The narrative begins with Erewhon, a hypothetical human society in which people can communicate by natural language, but in which ethics or morality as such does not exist. Pettit is explicit that this is a thought experiment. Erewhon has not actually existed. The question Pettit poses is: Given this state, how has ethics emerged? In my mind, this makes his narrative vulnerable to the same kind of criticism that can be leveled at John Rawls theory of justice, or for that matter at any hypothetical tale of how a social contract has been arrived at. The starting point is always open to criticism: Why define the starting point in exactly those terms? There is always the worry that the starting point has been designed to produce the justification of a particular moral theory that one desires. That is, the argument is not really a derivation from axioms, as it purports to be, but rather a construction of a particular set of axioms that gives the requested result.

Pettit posits several constraints on the narrative: it must be naturalistic, i.e. it cannot invoke any supernatural interventions. Fair enough; we are not interested in yet another explanation of ethics that tries to avoid Euthyphro's dilemma as stated by Plato. Another constraint is that the narrative must not rely on luck. Pettit view is that the emergence of ethics from within Erewhon must be a process that more or less inevitably had to follow. To rely on luck for this process to occur would be a kind of cheating, is my interpretation. To some extent, I can understand why Pettit imposes this constraint. But this unfortunately means that the theory will be proving too much. Evolution, in actual fact, and the emergence of novel features that it entails, contains an essential component of randomness, luck if you will. At no point in the evolutionary history of the ancestors of us humans was it inevitable that Homo sapiens would emerge. Therefore the idea that a narrative of how ethics emerged must rely on inevitability is too strong. It proves too much.

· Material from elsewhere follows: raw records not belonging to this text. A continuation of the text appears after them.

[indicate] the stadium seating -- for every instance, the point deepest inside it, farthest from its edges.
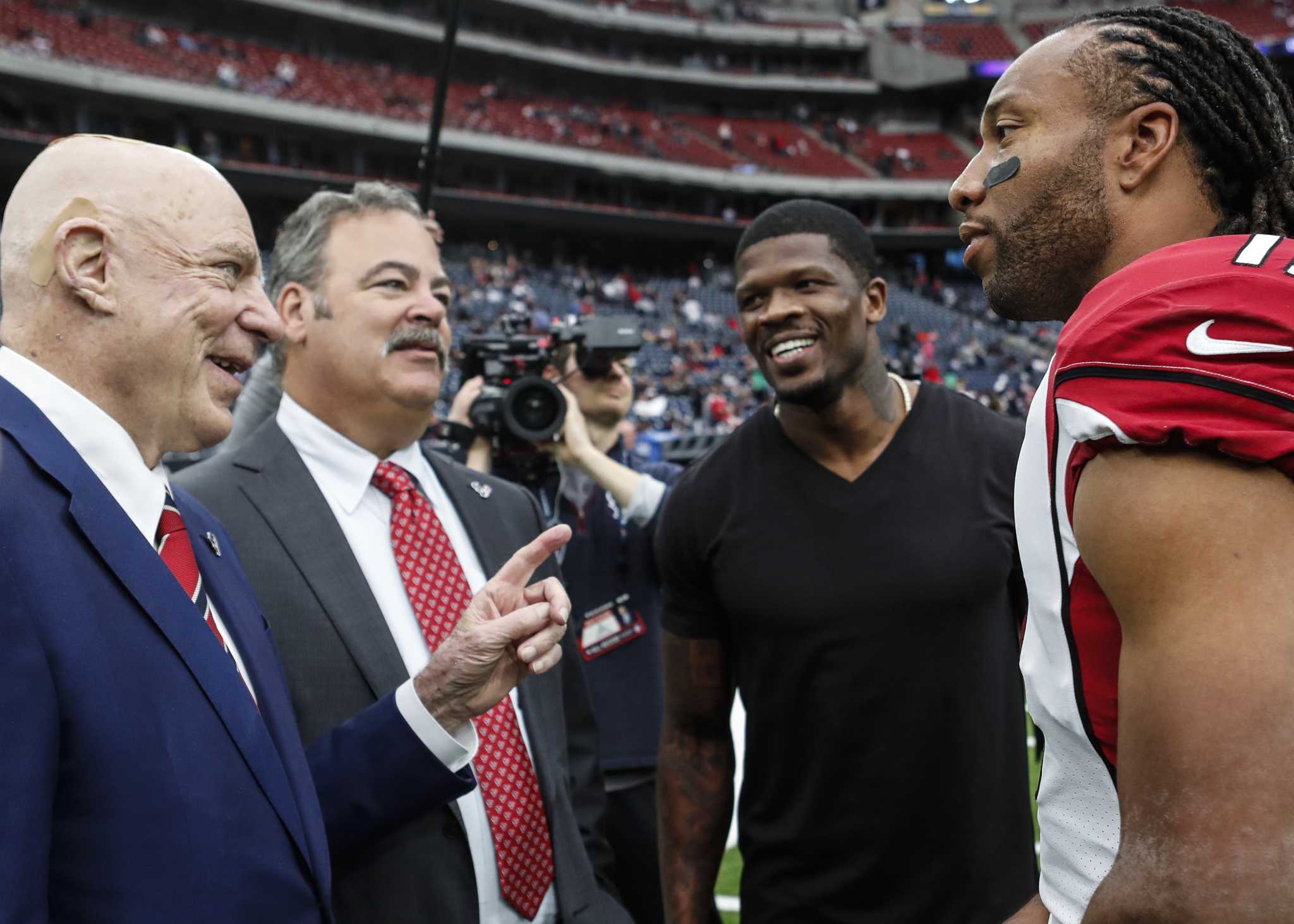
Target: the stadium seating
(1257, 18)
(768, 144)
(929, 154)
(685, 357)
(971, 40)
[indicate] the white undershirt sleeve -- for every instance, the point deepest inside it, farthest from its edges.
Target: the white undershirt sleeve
(454, 751)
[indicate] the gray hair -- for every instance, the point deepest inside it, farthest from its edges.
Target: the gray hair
(301, 246)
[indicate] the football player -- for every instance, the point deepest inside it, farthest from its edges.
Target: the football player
(1137, 180)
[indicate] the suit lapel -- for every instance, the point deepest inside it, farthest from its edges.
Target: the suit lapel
(474, 514)
(294, 507)
(159, 596)
(244, 624)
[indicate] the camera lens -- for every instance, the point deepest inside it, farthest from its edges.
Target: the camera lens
(533, 409)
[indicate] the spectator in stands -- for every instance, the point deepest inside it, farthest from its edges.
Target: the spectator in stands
(228, 76)
(286, 71)
(338, 565)
(848, 561)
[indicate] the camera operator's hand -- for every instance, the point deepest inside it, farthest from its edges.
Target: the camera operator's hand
(575, 445)
(460, 413)
(509, 630)
(468, 393)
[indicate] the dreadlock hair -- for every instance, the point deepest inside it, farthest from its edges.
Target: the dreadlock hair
(1236, 113)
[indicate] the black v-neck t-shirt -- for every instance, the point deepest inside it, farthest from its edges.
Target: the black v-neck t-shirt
(874, 633)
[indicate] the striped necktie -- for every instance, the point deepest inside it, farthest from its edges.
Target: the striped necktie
(176, 551)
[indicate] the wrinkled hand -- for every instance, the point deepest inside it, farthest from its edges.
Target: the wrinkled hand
(575, 443)
(464, 400)
(509, 630)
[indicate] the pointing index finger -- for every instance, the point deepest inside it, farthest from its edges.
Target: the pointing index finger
(531, 556)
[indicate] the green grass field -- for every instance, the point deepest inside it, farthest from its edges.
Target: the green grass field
(730, 873)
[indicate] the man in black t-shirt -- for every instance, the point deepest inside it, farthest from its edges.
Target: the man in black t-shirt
(848, 561)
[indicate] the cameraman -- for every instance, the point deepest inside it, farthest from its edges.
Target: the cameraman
(611, 500)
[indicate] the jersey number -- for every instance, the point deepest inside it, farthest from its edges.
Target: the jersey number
(1257, 249)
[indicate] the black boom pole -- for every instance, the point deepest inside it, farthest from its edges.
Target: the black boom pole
(432, 153)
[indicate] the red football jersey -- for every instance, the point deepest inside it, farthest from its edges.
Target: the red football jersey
(1192, 346)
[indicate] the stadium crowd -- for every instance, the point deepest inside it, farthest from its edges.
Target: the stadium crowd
(692, 375)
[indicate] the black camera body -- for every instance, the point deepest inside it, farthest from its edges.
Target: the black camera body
(518, 407)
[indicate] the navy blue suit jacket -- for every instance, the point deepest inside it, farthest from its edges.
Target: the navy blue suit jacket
(139, 783)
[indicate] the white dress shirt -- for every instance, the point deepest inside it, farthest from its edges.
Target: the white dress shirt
(111, 453)
(343, 471)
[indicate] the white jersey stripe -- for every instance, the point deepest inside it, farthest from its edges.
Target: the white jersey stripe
(1077, 799)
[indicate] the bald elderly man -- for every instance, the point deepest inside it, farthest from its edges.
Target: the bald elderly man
(150, 768)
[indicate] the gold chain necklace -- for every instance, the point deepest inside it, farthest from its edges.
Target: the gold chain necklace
(898, 381)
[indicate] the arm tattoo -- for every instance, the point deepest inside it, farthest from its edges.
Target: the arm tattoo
(695, 776)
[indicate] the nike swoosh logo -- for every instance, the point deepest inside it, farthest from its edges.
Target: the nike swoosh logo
(1201, 345)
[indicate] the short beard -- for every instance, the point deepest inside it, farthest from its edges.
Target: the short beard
(828, 390)
(1048, 256)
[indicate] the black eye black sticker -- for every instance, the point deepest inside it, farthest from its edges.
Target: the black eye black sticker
(1002, 172)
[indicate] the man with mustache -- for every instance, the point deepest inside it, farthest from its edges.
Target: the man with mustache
(152, 769)
(360, 545)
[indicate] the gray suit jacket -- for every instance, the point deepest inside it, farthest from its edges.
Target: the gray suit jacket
(339, 657)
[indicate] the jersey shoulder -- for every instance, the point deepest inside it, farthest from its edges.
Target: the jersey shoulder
(1190, 304)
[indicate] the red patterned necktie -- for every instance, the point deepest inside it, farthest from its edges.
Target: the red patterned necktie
(439, 593)
(176, 551)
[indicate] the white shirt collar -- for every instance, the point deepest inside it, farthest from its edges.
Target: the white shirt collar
(100, 440)
(343, 469)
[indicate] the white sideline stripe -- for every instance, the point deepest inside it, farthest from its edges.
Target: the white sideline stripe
(1257, 250)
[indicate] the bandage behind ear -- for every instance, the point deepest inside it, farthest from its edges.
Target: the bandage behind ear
(40, 265)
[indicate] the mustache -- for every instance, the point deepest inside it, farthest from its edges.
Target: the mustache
(425, 338)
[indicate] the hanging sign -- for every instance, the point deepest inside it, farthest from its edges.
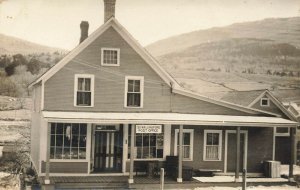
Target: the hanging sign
(148, 128)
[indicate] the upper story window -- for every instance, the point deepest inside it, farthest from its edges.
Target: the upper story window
(110, 56)
(134, 91)
(84, 90)
(264, 102)
(212, 145)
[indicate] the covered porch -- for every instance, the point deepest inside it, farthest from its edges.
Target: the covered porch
(169, 120)
(144, 182)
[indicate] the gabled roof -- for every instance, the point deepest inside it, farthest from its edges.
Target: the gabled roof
(129, 39)
(243, 98)
(112, 22)
(268, 94)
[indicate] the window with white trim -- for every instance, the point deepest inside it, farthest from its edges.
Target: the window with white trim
(187, 143)
(68, 141)
(110, 56)
(212, 145)
(134, 89)
(264, 102)
(84, 90)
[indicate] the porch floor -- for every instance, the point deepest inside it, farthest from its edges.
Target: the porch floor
(143, 182)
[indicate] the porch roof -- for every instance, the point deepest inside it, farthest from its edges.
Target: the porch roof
(167, 118)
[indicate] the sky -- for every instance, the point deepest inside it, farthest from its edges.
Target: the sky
(55, 23)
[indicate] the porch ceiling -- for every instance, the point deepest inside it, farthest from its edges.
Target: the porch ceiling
(167, 118)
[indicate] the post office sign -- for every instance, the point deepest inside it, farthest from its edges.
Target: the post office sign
(148, 128)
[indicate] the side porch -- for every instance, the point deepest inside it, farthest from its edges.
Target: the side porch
(199, 141)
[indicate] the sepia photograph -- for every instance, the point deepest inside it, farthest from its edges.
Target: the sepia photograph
(150, 94)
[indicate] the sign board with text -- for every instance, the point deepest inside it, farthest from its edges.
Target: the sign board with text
(148, 128)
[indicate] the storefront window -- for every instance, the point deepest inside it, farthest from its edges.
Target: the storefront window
(68, 141)
(147, 145)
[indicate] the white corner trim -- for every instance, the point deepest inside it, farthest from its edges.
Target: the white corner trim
(265, 99)
(245, 132)
(141, 79)
(92, 77)
(42, 95)
(112, 49)
(219, 147)
(273, 145)
(191, 132)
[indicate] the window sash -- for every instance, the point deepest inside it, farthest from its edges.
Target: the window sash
(68, 143)
(187, 143)
(134, 93)
(133, 99)
(84, 86)
(110, 57)
(212, 145)
(212, 152)
(84, 98)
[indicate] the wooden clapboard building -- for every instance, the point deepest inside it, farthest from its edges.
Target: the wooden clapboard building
(108, 104)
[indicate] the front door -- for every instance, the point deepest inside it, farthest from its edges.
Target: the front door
(108, 151)
(231, 151)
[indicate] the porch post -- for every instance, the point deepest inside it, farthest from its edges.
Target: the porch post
(47, 177)
(179, 179)
(130, 180)
(238, 145)
(292, 140)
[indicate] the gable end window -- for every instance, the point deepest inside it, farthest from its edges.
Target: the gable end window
(84, 90)
(134, 91)
(212, 145)
(264, 102)
(110, 57)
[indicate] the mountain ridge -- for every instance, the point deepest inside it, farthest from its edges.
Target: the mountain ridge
(281, 30)
(14, 45)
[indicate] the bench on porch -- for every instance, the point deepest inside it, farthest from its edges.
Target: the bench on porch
(207, 172)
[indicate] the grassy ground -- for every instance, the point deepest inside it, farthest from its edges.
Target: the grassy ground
(14, 129)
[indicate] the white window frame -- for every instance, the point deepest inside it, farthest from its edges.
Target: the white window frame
(141, 79)
(220, 144)
(72, 159)
(282, 134)
(92, 77)
(191, 131)
(111, 49)
(268, 100)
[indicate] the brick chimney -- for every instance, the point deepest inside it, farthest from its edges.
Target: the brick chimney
(84, 26)
(109, 9)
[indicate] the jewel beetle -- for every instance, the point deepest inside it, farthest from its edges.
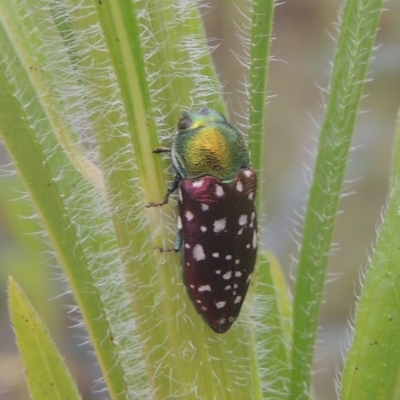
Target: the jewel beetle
(217, 224)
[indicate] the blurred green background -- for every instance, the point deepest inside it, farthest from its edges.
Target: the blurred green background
(302, 51)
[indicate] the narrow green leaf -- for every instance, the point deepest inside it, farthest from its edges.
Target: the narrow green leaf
(272, 312)
(39, 161)
(357, 34)
(46, 373)
(261, 39)
(372, 367)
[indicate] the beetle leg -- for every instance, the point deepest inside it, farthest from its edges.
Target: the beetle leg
(161, 150)
(172, 187)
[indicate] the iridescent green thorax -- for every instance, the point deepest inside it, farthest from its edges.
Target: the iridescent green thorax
(206, 144)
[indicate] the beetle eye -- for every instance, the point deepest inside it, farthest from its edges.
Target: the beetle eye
(184, 123)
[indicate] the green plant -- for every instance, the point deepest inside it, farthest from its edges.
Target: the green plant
(85, 89)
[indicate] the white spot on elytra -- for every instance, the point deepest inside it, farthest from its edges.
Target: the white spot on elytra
(227, 275)
(255, 239)
(198, 183)
(220, 304)
(219, 190)
(248, 172)
(198, 252)
(243, 220)
(204, 207)
(219, 225)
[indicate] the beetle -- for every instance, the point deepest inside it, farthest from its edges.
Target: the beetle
(217, 224)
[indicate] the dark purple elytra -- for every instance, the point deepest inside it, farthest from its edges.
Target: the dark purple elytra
(219, 232)
(217, 221)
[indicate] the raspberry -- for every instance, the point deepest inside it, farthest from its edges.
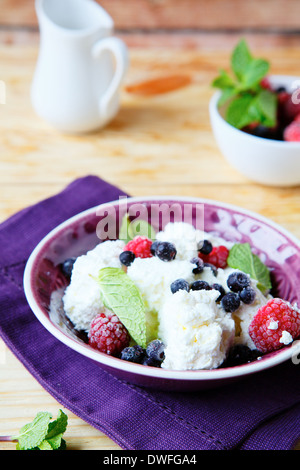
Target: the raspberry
(291, 109)
(275, 324)
(292, 132)
(217, 257)
(108, 334)
(140, 246)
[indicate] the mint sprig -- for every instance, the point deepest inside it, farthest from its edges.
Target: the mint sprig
(241, 257)
(245, 100)
(120, 294)
(41, 433)
(137, 227)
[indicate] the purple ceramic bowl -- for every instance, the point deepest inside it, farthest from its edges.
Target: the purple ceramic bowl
(277, 248)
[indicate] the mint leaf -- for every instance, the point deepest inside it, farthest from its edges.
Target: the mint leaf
(141, 228)
(255, 72)
(120, 294)
(42, 434)
(138, 227)
(267, 105)
(241, 257)
(45, 445)
(223, 81)
(56, 430)
(226, 95)
(240, 59)
(32, 434)
(246, 101)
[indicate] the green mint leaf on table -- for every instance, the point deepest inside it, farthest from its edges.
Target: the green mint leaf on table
(241, 257)
(245, 100)
(43, 434)
(120, 294)
(32, 434)
(138, 227)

Tomasello's criticism of Pettit's text relates to the issue of cooperation. When Pettit starts his narrative with the existence of human language as a means of communication, Tomasello asks whether it is not in fact cooperation that was the starting point for why we even invented language. In his view, morality starts with the problems caused by cooperation, and language is a secondary issue in that respect. I notice that the cover of the book shows a painting "Group of five men working with a net". The men are not primarily talking, they are collaborating.

The book is not an easy text to read. At times, it seems that there is no progress in the argument, simply a stating and restating of a number of thesis, again and again. It has a number of words that recur in a vast array of permutations, such as "desiderata", "avowal" and "pledging". There is a lot of splitting up of issues into multiple subarguments in ways that do not contribute to clarity. Given the weakness of the argument, I cannot really recommend it.